SINGAPORE Nov 20 China, set to pass India this
year as the world's top gold consumer, has imported nearly a
fifth more bullion than data from its traditional conduit Hong
Kong shows as it brings in the metal via other routes.
Gold shipped from Hong Kong to the mainland, used as a proxy
for Chinese demand as bullion imports are a state secret, nearly
tripled to 855 tonnes in the year to September.
But a surge in China's gold purchases as prices slumped by a
quarter this year has also seen at least 133 tonnes shipped
directly, according to Reuters calculations based on data from
Global Trade Information Services (GTIS).
That figure could be even higher as it does not include
central bank purchases.
"This year, we have seen quite considerable flows coming
directly to Shanghai. More gold will come into Shanghai over the
next two years," said Cameron Alexander, manager of Asian
precious metals demand with metals consultancy GFMS, which is
owned by Thomson Reuters.
Alexander said relying on the Hong Kong numbers could be
misleading now, given rising direct flows to the mainland.
The estimate of 133 tonnes is based on data from the top 20
gold exporters in the world that publicly disclose such
information and probably understates the total since Britain and
Switzerland do not provide complete details.

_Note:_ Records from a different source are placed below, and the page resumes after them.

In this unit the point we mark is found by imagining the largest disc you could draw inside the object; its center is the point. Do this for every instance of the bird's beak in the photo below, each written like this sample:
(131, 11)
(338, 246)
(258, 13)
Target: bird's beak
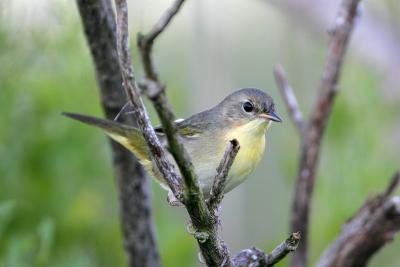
(271, 116)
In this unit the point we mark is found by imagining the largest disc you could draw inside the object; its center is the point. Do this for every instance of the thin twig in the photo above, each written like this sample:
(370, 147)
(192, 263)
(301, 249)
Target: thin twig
(129, 83)
(211, 245)
(290, 99)
(256, 257)
(287, 246)
(217, 189)
(311, 141)
(372, 226)
(145, 42)
(133, 187)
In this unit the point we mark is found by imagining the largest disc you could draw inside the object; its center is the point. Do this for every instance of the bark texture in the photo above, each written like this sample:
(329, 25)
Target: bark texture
(133, 186)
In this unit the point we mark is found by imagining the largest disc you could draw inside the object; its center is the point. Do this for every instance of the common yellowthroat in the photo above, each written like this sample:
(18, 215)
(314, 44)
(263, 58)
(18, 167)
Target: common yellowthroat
(244, 115)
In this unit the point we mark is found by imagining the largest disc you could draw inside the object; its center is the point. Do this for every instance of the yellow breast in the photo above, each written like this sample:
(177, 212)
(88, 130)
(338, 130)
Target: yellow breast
(251, 137)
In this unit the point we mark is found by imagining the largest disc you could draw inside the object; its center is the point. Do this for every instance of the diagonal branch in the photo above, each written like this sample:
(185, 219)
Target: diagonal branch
(211, 245)
(133, 186)
(217, 189)
(129, 83)
(311, 141)
(145, 42)
(256, 257)
(374, 225)
(290, 99)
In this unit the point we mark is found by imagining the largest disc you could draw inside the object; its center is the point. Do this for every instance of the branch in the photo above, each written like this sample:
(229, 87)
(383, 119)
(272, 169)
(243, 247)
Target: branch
(129, 83)
(374, 225)
(255, 257)
(145, 42)
(212, 247)
(133, 186)
(290, 99)
(217, 189)
(311, 141)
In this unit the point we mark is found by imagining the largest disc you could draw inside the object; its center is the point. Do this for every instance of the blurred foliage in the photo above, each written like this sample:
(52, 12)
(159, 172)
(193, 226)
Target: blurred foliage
(58, 203)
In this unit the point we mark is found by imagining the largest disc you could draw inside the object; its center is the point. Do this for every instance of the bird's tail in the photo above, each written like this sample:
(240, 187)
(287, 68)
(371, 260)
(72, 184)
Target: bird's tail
(128, 136)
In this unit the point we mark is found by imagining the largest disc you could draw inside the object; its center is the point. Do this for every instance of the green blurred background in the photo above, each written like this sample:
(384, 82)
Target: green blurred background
(58, 202)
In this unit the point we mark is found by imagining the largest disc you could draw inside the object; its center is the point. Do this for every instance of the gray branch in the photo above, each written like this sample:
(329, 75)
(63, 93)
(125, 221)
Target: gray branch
(290, 99)
(311, 141)
(373, 226)
(212, 247)
(129, 83)
(255, 257)
(145, 42)
(133, 186)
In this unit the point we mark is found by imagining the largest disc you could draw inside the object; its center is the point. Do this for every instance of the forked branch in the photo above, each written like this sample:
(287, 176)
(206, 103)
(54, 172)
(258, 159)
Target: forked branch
(313, 134)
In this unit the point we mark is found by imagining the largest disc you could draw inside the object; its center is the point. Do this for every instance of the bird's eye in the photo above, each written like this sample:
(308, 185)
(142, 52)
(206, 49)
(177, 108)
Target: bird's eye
(248, 106)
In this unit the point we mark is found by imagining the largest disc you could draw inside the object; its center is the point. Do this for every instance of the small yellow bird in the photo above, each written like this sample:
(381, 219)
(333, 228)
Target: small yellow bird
(244, 115)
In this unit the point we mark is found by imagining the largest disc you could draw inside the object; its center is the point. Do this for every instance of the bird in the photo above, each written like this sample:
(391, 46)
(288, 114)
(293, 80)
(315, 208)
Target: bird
(244, 115)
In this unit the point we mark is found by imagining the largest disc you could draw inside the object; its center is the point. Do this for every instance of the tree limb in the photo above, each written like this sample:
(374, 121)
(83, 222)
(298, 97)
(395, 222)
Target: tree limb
(290, 99)
(132, 183)
(370, 229)
(311, 141)
(129, 83)
(211, 245)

"In the last few months we have seen a significant rise in
gold travelling into both Hong Kong and China from all over the
world," said a source at a top logistics firm that has shipped
Exports from Switzerland - home to the world's biggest gold
refineries - are also being shipped directly to Shanghai, he
The 133 tonnes does not include gold bought by China's
central bank. China said in 2009 that its official reserves of
gold stood at 1,054 tonnes but it does not publish regular
updates. Industry watchers estimate Chinese reserves may range
from 4,000 to 5,000 tonnes by next year.
Hong Kong-based consultancy Precious Metals Insight
estimates the central bank bought 300 tonnes of gold in the
first half of 2013. That pace may have been maintained as China
looks to diversify away from U.S. Treasury holdings, managing
director Philip Klapwijk said.
Increasing flows through Shanghai - which are legal but only
a fraction of the total because gold is mostly shipped from
trading hub Hong Kong - underscore a government push to make it
easier for its citizens to buy and trade gold.
WEST TO EAST
After a surge in demand for gold jewellery, bars and coins,
the World Gold Council forecasts Chinese gold purchases will top
1,000 tonnes in 2013. That is well ahead of India where
government restrictions aimed at supporting the currency and
reducing a current account deficit have curbed bullion imports.
Redemptions from gold-backed exchange-traded funds (ETFs)
have jumped as the price of bullion has fallen - 650 tonnes from
the top eight funds so far this year - and much of that may have
headed to China from Europe.
Refiners say they have been converting 400 ounce bars
typically bought by ETFs into 1 kg bars (kilobars) to be shipped
to China. Kilobars are used for making jewellery and are also
popular as an investment product.
"We see huge flows of gold in and out of Switzerland, an
inflow of large bars, which we convert to smaller bars," Scott
Morrison, chairman of gold refiner Metalor, said from Neuchatel.
"From April to August, we saw very large volumes from all
our refineries headed to Asia," he said, adding that the bulk of
the company's production in Hong Kong went to China.
Gold suffered its biggest drop in 30 years in April,
spurring demand. Chinese buying has cooled from peak levels
around then but remains high.
"We have to realise that there is now a very important
player in the market," said Bernhard Schnellmann, director of
Swiss-based Argor-Heraeus, one of the biggest gold refineries,
which has also been converting ETF bars for the Chinese market.
About 70 percent of Argor-Heraeus's kilobar production was
being shipped to China, he said.
"If you look a few years back, there was no China. Now they
are the new kid on the block and they are a big kid already."